A l’heure actuelle, on estime qu’une bonne moitié des coûts des études est financée par les parents, un gros tiers par les étudiants eux-mêmes et 6% seulement par les allocations de formation. Le montant consacré aux bourses tertiaires, qui est de quelque 200 millions aujourd’hui, devrait augmenter de 500 millions.

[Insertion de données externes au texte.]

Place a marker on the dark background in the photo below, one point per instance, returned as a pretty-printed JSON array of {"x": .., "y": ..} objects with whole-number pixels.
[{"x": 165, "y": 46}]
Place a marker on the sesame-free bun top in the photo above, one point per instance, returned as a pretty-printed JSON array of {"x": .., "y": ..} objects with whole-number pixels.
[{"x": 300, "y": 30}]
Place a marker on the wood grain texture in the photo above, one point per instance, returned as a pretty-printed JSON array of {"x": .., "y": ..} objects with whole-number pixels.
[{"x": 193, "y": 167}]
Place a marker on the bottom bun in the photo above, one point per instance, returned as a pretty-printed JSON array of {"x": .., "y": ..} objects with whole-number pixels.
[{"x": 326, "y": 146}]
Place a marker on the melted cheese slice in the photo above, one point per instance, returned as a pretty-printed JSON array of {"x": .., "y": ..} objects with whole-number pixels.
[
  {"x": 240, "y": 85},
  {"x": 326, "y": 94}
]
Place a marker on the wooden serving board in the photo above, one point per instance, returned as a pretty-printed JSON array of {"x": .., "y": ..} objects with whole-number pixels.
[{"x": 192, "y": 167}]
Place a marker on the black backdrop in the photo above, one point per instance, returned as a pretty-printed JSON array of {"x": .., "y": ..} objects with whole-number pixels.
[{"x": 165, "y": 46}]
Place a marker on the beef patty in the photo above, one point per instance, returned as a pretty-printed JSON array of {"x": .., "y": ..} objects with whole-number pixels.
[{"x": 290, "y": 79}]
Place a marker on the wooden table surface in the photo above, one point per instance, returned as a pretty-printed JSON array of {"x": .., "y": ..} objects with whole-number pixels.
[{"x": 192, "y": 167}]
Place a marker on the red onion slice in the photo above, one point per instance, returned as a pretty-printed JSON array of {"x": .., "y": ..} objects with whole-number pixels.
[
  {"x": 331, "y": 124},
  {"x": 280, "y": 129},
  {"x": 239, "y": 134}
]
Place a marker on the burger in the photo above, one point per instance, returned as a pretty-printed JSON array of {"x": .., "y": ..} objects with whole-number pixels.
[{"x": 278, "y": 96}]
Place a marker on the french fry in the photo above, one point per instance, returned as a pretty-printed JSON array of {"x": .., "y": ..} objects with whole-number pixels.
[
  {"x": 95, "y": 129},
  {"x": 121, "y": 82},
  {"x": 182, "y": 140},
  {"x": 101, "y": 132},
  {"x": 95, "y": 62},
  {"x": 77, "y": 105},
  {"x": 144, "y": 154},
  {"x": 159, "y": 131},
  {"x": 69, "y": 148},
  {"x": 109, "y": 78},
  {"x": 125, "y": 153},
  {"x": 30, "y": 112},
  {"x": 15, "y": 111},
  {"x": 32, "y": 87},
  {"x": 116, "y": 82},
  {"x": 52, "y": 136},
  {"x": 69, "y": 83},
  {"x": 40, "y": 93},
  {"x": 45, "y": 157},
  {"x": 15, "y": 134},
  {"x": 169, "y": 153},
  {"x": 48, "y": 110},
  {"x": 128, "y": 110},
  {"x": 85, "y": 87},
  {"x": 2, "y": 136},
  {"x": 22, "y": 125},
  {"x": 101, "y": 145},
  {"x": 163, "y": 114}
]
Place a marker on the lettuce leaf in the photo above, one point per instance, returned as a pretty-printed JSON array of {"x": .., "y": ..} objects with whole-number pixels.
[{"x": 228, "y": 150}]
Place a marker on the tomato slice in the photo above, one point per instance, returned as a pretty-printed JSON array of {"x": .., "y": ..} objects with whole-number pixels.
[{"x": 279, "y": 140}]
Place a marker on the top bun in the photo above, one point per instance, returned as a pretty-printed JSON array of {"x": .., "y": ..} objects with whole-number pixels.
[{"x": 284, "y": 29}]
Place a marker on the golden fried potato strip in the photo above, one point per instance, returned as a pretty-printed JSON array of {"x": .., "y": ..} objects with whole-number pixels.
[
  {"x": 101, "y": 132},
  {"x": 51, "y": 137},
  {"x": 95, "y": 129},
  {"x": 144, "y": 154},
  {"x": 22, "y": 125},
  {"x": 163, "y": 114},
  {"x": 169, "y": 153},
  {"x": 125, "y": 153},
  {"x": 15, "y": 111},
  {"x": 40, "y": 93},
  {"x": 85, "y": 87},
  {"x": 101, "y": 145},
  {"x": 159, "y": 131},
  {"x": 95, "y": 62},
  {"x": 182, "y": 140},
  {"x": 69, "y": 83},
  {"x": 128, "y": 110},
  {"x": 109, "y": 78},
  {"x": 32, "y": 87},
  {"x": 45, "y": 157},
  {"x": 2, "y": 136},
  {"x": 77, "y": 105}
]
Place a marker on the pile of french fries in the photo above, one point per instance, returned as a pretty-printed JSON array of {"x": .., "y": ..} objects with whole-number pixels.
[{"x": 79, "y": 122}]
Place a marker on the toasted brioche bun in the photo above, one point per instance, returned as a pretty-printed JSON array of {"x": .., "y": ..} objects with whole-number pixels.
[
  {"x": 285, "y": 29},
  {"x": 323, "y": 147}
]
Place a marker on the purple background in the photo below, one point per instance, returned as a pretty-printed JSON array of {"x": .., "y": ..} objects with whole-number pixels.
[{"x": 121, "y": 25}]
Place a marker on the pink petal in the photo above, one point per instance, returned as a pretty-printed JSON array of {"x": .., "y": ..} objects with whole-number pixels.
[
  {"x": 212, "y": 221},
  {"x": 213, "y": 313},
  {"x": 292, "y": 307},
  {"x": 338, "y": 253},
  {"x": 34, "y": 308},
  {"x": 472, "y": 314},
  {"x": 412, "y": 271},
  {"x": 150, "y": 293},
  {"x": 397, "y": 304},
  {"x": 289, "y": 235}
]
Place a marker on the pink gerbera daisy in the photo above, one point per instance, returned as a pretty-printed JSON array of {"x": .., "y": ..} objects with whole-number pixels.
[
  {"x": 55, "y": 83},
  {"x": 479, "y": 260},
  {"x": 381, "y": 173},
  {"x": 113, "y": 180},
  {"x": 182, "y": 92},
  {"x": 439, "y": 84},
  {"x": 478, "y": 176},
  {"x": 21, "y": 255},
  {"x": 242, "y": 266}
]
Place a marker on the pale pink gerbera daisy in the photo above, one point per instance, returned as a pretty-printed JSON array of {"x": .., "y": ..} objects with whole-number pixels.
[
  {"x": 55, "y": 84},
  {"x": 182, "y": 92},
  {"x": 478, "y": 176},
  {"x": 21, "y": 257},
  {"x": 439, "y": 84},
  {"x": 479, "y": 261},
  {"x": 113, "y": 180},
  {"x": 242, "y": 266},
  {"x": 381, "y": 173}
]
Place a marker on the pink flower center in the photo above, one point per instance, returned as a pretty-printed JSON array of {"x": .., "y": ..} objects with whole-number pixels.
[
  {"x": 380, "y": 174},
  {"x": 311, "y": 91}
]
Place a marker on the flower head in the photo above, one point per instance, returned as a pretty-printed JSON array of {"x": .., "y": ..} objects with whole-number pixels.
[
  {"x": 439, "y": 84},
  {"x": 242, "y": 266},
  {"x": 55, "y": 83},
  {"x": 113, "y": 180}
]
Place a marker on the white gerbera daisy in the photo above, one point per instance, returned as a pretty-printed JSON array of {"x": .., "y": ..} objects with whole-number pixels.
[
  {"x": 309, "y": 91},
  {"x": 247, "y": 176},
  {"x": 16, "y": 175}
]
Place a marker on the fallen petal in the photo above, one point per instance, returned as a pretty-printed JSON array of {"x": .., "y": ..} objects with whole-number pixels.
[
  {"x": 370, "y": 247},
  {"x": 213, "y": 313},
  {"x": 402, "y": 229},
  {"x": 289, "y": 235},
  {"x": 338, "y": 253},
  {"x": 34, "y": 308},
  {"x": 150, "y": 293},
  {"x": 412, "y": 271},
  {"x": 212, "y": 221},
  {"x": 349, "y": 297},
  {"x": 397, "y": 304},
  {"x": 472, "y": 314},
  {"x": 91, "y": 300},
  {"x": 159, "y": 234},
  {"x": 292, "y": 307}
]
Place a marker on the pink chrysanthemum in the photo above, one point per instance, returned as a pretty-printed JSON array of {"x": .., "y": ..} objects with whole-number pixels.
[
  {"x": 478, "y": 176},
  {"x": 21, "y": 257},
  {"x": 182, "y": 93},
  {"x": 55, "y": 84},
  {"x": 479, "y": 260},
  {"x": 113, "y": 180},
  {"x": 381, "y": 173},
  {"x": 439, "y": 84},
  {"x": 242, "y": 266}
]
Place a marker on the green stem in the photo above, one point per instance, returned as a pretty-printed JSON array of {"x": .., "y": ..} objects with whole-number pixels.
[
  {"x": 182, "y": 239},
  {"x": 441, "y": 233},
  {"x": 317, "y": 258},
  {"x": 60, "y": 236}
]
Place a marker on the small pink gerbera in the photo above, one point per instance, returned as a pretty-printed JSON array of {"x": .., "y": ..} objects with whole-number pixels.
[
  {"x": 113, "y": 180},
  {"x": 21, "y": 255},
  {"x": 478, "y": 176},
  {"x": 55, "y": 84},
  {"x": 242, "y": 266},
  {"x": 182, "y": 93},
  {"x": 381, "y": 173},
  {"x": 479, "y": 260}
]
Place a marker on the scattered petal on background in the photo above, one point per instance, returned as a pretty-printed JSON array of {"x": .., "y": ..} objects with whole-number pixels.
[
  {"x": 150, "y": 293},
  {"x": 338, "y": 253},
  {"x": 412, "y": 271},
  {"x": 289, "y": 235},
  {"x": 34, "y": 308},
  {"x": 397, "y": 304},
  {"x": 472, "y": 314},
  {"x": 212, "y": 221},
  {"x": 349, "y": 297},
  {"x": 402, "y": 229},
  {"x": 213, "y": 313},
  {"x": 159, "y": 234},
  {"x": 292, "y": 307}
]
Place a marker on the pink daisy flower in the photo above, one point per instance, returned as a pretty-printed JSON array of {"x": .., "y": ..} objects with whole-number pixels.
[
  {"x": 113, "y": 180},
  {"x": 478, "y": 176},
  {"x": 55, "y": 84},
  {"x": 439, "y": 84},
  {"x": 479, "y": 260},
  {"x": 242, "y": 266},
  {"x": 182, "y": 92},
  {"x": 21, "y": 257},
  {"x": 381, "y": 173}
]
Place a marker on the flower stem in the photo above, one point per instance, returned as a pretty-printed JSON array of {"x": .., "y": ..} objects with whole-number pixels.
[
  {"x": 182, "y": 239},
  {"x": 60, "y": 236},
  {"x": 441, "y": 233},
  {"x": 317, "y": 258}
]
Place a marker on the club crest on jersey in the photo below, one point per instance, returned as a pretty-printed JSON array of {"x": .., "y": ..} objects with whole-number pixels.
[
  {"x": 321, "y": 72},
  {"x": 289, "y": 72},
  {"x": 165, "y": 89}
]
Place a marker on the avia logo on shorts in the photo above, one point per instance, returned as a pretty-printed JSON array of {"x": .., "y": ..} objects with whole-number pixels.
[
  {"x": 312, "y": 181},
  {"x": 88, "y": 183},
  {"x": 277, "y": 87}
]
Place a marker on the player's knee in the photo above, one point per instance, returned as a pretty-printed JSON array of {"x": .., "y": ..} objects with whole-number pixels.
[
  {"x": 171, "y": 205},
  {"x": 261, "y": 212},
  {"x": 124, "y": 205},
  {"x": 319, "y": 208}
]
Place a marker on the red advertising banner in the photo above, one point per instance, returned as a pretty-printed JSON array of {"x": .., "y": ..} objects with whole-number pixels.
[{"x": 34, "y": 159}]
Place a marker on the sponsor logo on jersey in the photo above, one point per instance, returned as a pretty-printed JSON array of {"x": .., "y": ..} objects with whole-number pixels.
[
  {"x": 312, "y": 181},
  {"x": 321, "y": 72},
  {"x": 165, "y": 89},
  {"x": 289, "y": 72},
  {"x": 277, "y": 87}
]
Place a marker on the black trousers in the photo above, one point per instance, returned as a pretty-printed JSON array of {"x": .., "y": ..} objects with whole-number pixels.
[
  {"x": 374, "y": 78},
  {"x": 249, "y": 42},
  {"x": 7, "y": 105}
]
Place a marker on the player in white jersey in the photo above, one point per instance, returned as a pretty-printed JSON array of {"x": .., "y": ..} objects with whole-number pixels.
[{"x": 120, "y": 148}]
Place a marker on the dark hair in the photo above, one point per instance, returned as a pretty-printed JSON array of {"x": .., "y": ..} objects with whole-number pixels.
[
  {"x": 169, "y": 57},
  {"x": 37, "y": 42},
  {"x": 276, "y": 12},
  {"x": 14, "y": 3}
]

Cette initiative n’est pas du goût du Conseil fédéral. Berne a donc concocté un contre-projet indirect qui laisse carte blanche aux cantons. La loi unifierait les critères d'attribution et maintiendrait la clé de répartition des deniers fédéraux… sans toutefois les augmenter.
Comme le projet fédéral ne prévoit pas de montant minimal pour les bourses, il est cependant moins courageux que le concordat déjà signé par treize cantons, lequel fixe le seuil d’une allocation complète à 16 000 fr. Le Centre social protestant vaudois qualifie, par conséquent, le document de «frileux» face à la précarité financière de nombreux étudiants.